Hacker News new | past | comments | ask | show | jobs | submit login
Launch HN: MinusX (YC S24) – AI assistant for data tools like Jupyter/Metabase
96 points by nuwandavek 43 days ago | hide | past | favorite | 29 comments
Hey HN! We're Vivek, Sreejith and Arpit, and we're building MinusX (https://minusx.ai), a data science assistant for Jupyter and Metabase. MinusX is a Chrome extension (https://minusx.ai/chrome-extension) that adds an AI sidechat to your analytics apps. Given an instruction, our agent operates your app (by clicking and typing, just like you would) to analyze data and answer queries. Broadly, you can do 3 types of things: ask for hypotheses and explore data, extend existing notebooks/dashboards, or select a region and ask questions. There's a simple video walkthrough here: https://www.youtube.com/watch?v=BbHPyX2lJGI. The core idea is to "upgrade" existing tools, where people already do most of their data work, rather than building a new platform.

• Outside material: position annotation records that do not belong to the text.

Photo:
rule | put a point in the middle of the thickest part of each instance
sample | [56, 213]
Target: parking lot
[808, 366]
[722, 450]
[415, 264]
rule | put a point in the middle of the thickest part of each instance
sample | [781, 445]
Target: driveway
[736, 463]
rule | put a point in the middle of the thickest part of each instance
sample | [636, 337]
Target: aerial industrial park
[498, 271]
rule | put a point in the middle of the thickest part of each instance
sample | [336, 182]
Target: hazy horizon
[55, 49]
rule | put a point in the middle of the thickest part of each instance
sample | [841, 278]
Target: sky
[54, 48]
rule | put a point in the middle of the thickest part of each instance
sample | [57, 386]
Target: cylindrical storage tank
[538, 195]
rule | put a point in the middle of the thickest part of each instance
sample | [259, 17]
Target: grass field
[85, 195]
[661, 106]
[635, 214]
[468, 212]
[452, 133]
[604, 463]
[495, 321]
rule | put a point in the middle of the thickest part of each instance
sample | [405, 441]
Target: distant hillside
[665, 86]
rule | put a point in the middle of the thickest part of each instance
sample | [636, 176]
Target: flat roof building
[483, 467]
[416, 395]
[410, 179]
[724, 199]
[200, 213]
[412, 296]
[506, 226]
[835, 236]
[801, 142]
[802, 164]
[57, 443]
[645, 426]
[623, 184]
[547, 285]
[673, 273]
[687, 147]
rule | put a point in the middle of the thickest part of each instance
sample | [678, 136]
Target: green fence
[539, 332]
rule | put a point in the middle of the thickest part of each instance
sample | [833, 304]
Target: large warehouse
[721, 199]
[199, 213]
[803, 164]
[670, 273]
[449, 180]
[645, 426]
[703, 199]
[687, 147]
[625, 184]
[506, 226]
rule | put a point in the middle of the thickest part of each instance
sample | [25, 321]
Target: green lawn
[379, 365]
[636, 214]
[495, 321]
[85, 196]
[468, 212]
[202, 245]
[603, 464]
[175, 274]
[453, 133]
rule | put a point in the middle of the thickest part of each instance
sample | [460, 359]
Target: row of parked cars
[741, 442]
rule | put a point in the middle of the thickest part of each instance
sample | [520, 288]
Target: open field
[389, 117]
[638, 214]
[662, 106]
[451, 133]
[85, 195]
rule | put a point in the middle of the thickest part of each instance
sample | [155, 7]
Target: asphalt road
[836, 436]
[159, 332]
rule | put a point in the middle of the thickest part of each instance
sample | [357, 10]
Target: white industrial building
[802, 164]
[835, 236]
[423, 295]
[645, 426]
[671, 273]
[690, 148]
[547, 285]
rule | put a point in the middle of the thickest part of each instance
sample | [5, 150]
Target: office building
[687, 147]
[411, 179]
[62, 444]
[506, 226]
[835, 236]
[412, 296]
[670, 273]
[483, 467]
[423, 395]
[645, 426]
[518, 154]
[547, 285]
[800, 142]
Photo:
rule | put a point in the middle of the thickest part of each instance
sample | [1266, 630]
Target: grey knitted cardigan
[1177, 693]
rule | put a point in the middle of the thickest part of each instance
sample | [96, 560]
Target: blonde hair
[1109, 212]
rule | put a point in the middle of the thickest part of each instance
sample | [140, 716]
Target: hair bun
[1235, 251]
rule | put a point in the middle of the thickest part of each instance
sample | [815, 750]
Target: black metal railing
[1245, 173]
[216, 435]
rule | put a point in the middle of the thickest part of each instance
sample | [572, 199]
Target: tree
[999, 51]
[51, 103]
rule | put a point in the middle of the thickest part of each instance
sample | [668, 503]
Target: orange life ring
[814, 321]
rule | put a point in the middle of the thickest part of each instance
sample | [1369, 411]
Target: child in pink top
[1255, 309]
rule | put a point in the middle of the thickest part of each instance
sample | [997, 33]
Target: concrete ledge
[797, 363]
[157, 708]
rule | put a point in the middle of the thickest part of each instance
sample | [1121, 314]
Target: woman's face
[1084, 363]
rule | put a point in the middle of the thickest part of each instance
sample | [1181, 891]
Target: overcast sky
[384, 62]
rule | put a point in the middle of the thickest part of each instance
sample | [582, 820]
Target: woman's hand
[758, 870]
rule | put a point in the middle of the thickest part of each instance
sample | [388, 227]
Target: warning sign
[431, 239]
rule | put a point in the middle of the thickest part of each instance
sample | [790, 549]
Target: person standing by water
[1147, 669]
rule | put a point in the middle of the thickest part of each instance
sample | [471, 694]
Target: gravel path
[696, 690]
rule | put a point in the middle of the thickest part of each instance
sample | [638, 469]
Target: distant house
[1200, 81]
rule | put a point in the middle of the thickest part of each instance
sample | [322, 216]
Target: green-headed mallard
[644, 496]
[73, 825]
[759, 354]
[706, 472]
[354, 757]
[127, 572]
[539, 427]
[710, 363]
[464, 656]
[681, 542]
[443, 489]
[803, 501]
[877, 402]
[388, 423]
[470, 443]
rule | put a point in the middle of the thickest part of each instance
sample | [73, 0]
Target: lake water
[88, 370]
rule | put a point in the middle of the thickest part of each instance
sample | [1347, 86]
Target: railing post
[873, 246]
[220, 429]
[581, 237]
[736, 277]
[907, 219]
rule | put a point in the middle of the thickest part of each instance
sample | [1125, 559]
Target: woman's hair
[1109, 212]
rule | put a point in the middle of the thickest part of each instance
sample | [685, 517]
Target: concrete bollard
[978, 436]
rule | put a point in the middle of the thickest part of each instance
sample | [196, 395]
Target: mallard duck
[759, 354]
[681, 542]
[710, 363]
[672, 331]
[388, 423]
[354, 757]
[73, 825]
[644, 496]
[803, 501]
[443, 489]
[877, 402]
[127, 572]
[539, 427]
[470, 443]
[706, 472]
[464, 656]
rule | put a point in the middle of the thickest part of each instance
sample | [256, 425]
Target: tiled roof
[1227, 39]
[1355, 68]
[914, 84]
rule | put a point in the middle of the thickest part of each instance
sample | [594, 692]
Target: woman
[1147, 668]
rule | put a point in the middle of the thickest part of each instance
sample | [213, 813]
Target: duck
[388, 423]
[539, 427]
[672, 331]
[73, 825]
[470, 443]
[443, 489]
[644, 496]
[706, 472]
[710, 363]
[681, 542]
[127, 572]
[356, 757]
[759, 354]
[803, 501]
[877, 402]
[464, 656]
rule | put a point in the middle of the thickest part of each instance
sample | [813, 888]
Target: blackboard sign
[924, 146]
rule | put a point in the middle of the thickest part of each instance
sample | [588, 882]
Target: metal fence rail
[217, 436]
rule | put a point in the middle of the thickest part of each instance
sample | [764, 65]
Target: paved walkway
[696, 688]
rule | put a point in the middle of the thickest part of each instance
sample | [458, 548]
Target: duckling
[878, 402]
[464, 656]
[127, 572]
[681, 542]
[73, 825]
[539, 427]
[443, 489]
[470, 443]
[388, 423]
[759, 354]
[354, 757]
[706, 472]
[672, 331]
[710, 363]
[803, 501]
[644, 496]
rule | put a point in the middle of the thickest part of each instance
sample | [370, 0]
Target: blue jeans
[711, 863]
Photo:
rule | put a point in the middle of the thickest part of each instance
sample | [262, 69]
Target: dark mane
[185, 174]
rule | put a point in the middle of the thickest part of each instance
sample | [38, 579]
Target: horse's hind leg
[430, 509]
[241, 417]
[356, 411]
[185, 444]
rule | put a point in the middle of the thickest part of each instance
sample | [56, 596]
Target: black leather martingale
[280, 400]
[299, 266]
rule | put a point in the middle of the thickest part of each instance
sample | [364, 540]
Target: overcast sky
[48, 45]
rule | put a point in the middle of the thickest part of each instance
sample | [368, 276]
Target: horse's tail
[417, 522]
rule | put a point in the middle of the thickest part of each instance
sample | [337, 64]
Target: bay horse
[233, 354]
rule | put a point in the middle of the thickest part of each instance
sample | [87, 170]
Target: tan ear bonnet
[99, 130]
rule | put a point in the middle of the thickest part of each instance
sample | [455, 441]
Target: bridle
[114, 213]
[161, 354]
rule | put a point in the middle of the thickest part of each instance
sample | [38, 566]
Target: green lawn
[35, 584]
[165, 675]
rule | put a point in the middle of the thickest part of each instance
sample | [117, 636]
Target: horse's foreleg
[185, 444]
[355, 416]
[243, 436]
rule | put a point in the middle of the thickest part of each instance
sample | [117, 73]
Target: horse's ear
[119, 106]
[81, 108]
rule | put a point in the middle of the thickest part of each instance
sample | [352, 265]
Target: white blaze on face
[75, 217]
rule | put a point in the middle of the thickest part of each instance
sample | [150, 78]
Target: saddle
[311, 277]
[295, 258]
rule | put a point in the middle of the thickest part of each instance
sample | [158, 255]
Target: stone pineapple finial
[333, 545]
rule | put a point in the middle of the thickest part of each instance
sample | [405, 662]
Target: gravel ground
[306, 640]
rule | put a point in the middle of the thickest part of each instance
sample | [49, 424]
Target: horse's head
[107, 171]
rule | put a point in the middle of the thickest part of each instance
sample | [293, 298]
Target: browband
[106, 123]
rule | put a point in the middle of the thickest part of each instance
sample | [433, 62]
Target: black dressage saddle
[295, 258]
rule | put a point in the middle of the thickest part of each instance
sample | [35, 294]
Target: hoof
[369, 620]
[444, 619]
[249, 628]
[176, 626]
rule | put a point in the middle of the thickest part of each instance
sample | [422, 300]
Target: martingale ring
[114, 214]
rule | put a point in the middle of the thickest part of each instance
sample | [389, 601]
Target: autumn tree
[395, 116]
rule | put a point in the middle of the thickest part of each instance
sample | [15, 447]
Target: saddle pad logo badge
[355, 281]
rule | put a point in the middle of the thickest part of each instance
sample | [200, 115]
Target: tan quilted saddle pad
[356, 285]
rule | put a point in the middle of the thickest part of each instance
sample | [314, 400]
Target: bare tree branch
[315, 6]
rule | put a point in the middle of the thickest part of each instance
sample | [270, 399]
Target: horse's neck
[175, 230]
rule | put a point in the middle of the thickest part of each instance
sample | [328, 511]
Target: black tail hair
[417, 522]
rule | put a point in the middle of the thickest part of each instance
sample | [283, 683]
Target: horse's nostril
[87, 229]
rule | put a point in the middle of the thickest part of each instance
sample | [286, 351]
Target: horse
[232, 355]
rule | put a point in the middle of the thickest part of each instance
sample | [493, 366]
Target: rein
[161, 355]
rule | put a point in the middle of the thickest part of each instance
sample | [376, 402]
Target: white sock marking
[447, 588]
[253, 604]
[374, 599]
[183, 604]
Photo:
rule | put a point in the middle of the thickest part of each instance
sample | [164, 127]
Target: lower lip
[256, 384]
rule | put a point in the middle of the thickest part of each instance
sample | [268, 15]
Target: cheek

I (Vivek) spent 6 years working in various parts of the data stack, from data analysis at a 1000+ person ride hailing company to research at comma.ai, where I also handled most of the metrics and dashboarding infrastructure. The problems with data, surprisingly, were pretty much the same. Developers and product managers just want answers, or want to set up a quick view of some metric they care about. They often don't know which table contains what information, or what specific secret filters need to be kept in mind to get clean data. At large companies, analysts/scientists take care of most of these requests over a thousand back-and-forths. In small companies, most data projects end up being one-off efforts, and many die midway.

I've tried every new shiny analytics app out there and none of them fully solve this core issue. New tools also come with a massive cost: you have to convince everyone around you to move, change all your workflows and hope the new tool has all features your trusty old one did. Most people currently go to ChatGPT with barely any real background context, and admonish the model till it sputters some useful code, SQL or hypothesis.This is the kind of user we're trying to help.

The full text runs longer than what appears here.